Andrea hadn’t made a specific request. She would get her assignment after graduation. “I asked for somewhere out west.”

“Far from home,” he said, knowing very well that was the point. “Have you decided what you want to do?”

She shrugged. “Depends, doesn’t it?”

To their credit, the USMS really wanted you to do the work that you wanted to do, so they put you through rotations your first year. For two weeks at a time, you got to do a little of each—fugitive apprehension, judicial security, asset forfeiture, prisoner operations and transport, sex offender management, the missing child program, and of course WitSec.

Andrea’s hope was that a giant lightbulb would turn on once she found her calling. Failing that, there was always the excellent retirement package and paid time off.

Mike said, “Those offices are tiny out west. Not a lot of local manpower to lean on. You’ll probably be hookin’ and haulin’ most of the time.”
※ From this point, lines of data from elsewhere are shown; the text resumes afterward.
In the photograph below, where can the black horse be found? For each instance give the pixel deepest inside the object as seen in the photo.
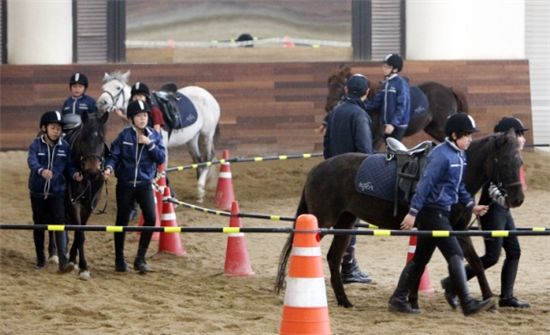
(330, 195)
(88, 152)
(442, 101)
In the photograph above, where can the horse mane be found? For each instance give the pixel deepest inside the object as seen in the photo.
(336, 83)
(116, 75)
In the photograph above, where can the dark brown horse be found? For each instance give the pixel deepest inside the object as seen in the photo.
(88, 150)
(330, 195)
(443, 101)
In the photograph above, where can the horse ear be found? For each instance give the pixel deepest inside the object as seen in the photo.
(104, 117)
(84, 117)
(126, 76)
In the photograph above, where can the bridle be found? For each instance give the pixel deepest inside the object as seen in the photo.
(121, 94)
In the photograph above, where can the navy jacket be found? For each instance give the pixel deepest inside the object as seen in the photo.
(57, 159)
(84, 103)
(441, 184)
(136, 164)
(347, 129)
(394, 102)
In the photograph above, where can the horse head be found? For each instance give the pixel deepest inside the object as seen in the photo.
(116, 91)
(499, 161)
(505, 164)
(88, 148)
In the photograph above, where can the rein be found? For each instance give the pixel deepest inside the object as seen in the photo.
(120, 94)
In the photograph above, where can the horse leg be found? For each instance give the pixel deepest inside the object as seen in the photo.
(334, 258)
(194, 151)
(83, 273)
(477, 266)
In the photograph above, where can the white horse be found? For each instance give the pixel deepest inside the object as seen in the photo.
(199, 136)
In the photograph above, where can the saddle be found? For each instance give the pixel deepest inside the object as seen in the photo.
(178, 111)
(410, 164)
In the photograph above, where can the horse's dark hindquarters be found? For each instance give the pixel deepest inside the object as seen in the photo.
(329, 194)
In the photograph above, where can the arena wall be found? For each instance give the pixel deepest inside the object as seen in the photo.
(267, 108)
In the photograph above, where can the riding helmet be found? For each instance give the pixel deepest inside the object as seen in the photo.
(395, 61)
(50, 117)
(460, 123)
(78, 78)
(140, 88)
(357, 85)
(136, 107)
(507, 123)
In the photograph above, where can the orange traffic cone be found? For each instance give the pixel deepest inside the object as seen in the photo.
(237, 262)
(169, 242)
(305, 308)
(425, 285)
(224, 191)
(156, 235)
(287, 42)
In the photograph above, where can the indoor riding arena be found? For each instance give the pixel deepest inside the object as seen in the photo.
(271, 97)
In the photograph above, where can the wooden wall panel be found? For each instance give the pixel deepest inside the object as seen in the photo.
(267, 108)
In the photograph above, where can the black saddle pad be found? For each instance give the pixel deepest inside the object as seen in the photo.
(419, 102)
(178, 110)
(376, 177)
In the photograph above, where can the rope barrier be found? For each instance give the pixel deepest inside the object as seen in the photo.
(243, 160)
(534, 231)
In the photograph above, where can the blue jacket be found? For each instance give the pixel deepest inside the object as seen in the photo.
(57, 159)
(441, 183)
(347, 129)
(394, 102)
(84, 103)
(136, 164)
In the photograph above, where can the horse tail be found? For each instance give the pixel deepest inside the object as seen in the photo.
(461, 100)
(285, 253)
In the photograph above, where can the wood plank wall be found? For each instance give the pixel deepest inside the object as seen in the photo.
(267, 108)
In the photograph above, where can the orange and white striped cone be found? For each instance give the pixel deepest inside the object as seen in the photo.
(224, 191)
(425, 285)
(237, 262)
(305, 308)
(169, 242)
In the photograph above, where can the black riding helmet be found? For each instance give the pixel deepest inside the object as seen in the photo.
(395, 61)
(50, 117)
(357, 85)
(507, 123)
(140, 88)
(136, 107)
(460, 123)
(78, 78)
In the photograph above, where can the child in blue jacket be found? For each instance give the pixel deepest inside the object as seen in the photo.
(393, 100)
(49, 160)
(135, 154)
(79, 102)
(439, 188)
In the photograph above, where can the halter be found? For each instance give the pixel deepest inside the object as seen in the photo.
(120, 93)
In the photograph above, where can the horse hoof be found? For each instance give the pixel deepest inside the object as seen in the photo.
(85, 275)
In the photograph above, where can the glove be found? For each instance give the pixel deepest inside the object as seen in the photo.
(496, 195)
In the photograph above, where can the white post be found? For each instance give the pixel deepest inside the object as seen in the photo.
(40, 32)
(465, 29)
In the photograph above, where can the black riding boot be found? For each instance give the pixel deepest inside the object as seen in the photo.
(38, 236)
(507, 280)
(398, 301)
(120, 262)
(61, 242)
(458, 276)
(139, 263)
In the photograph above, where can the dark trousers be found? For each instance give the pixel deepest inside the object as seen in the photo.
(434, 219)
(126, 196)
(47, 212)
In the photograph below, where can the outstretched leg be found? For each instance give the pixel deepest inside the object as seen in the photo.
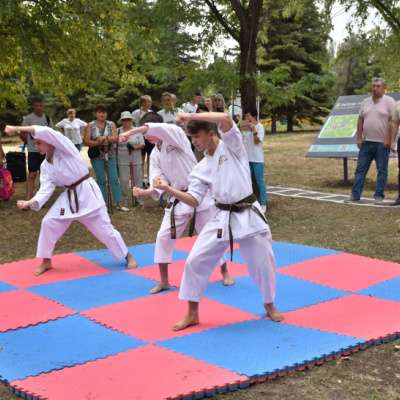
(46, 264)
(228, 281)
(131, 262)
(191, 318)
(164, 282)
He was talking about prisoner transport. Andrea shrugged. “You’ve gotta start somewhere.”

“That’s a fact.” Mike walked over to the window. He looked out at the practice field. “It’ll be another few minutes. Why don’t you sit down?”

Andrea should’ve pushed for more transparency, but she could only stare at his broad shoulders. The sexiest thing about Mike Vargas wasn’t his muscular body or his deep voice or even his hot new beard. He had a way of talking to Andrea that made her feel like she was the only person he had ever shared anything with. Like that he loved magical realism yet didn’t buy into books with dragons. That his feet were ticklish and he hated being cold. That he sometimes resented but always loved his three bossy older sisters. That when he was a kid, his saint of a mother had worked two jobs to keep the family fed but he would’ve gladly skipped a meal in order to spend more time with her. That he had lied to Andrea about his father the first time they had talked about their families.
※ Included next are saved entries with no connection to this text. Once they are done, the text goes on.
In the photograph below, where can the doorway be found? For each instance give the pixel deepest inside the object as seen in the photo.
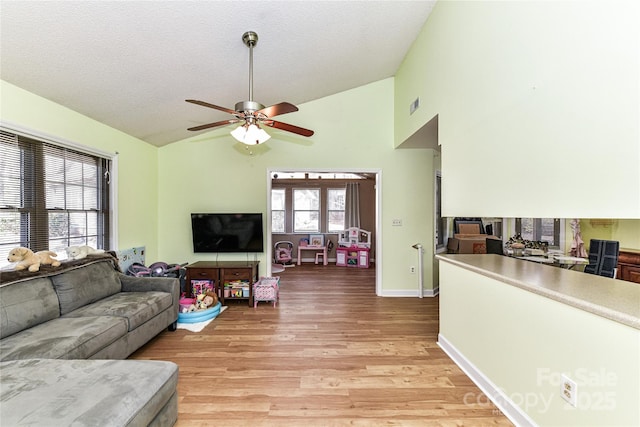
(372, 174)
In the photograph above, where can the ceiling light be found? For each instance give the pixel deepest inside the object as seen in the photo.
(250, 134)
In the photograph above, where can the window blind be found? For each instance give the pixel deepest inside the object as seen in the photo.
(51, 197)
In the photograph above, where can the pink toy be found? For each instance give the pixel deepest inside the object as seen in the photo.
(266, 289)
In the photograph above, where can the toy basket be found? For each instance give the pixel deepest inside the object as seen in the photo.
(266, 289)
(200, 315)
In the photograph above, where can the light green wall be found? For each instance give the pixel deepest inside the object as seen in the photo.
(353, 130)
(522, 342)
(537, 103)
(137, 160)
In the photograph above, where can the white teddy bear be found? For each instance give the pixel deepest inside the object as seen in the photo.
(79, 252)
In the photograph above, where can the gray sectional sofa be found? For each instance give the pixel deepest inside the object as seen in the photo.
(63, 332)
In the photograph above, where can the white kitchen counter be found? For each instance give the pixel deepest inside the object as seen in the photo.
(613, 299)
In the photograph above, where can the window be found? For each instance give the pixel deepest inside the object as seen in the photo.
(540, 229)
(335, 209)
(51, 197)
(278, 209)
(306, 210)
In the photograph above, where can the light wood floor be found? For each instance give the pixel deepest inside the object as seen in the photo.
(330, 354)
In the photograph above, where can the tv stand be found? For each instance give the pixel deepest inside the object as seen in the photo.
(221, 272)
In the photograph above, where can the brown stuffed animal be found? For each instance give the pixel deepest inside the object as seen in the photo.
(27, 259)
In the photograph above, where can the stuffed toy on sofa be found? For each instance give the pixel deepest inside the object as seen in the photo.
(79, 252)
(27, 259)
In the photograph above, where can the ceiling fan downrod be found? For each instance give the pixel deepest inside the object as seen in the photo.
(250, 39)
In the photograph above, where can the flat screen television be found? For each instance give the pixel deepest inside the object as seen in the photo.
(233, 232)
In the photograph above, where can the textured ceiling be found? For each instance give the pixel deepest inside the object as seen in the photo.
(131, 64)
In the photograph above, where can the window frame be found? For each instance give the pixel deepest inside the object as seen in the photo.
(294, 210)
(559, 230)
(42, 141)
(284, 210)
(328, 211)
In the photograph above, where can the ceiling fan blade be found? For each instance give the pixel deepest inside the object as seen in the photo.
(216, 124)
(288, 127)
(278, 109)
(215, 107)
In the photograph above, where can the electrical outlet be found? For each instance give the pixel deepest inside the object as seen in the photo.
(569, 391)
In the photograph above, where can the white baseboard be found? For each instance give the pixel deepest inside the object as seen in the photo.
(411, 293)
(497, 396)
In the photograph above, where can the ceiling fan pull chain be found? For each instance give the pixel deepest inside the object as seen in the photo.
(251, 71)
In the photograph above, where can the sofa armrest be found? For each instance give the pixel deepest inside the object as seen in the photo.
(161, 284)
That Mike was ten years old when his dad had gotten up in the middle of the night to confront what he thought was an intruder and accidentally shot Mike’s teenage brother in the head.

That sometimes Mike could still hear the harrowing thump of his dead brother’s body hitting the wooden floor.

That sometimes Mike thought he was hearing the other thump of his dad’s body when the man had killed himself with the same gun one week later.

“Hey, I almost forgot.” Mike was smiling when he turned back around. “I was going to offer you some advice.”

Andrea loved his teasing tone. “My favorite thing is unsolicited advice.”